Mija, soixante-six printemps, élève seule son petit-fils, un collégien assez tête à claques, adolescent morose qui la traite comme une esclave, lui adressant à peine la parole. Elle fait le ménage chez un vieil homme hémiplégique qu’elle appelle « le Président ». Mija prend grand soin de son apparence, et, à l’automne de son existence, aspire à ne plus voir du monde que sa beauté. Elle s’inscrit à un cours de poésie remarqué par hasard, où il n’est question que de fleurs, où on lui demande comme premier exercice de décrire une pomme (ô combien difficile quand on y songe), un cours qui lui permet de s’évader des vicissitudes de l’existence et de se concentrer sur ce qui désormais lui importe le plus.

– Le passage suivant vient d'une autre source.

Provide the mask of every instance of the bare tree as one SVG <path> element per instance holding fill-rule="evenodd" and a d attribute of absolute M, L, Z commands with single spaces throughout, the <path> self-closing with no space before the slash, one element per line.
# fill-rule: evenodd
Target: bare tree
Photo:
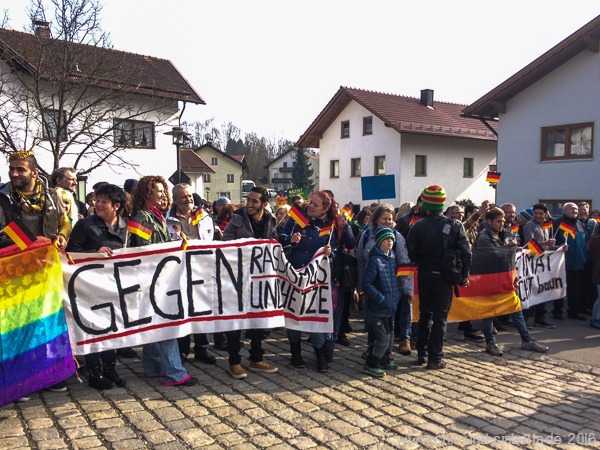
<path fill-rule="evenodd" d="M 139 68 L 127 64 L 125 54 L 107 51 L 111 44 L 100 25 L 101 10 L 99 0 L 31 1 L 35 35 L 18 34 L 33 44 L 25 54 L 10 45 L 0 48 L 5 62 L 0 61 L 0 151 L 49 152 L 52 167 L 46 172 L 60 167 L 65 156 L 80 173 L 104 164 L 135 168 L 124 150 L 153 136 L 124 124 L 176 112 L 176 101 L 136 85 Z M 7 32 L 3 38 L 16 35 Z M 119 57 L 123 61 L 115 60 Z"/>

Mais la laideur du monde qui l’entoure ne se laisse pas facilement oublier : elle apprend qu’une collégienne s’est suicidée, retrouvée noyée dans le fleuve, des viols collectifs par des élèves de sa classe l’auraient conduite au désespoir et son petit-fils en était. Les pères des adolescents impliqués se réunissent pour étouffer le scandale, décident d’acheter le silence de la mère de la jeune fille et demandent à Mija d’être leur émissaire…

Souffrant de pertes de mémoire, elle apprend par son médecin qu’elle est atteinte de la maladie d’Alzheimer. Elle oublie des mots, des événements, et c’est là l’intelligence formidable du scénario qui fait de cette détresse et de l’expérience sensible de Mija une expression poétique de son rapport au monde, à sa laideur et à sa beauté, intimement mêlées dans l’oubli inexorable provoqué par sa maladie. De cet oubli nait alors une perception nouvelle des choses, débarrassée du bruit et de la fureur de l’existence, n’en dévoilant plus que l’essence douloureuse, nue et magnifique. De cette perception naîtra son seul et ultime poème, « La chanson d’Agnès », du prénom de la jeune fille disparue, car comme le dit Lee Chang-Dong sur sa vision de la poésie, « elle chante ce qu’un autre pense et ressent à ma place ».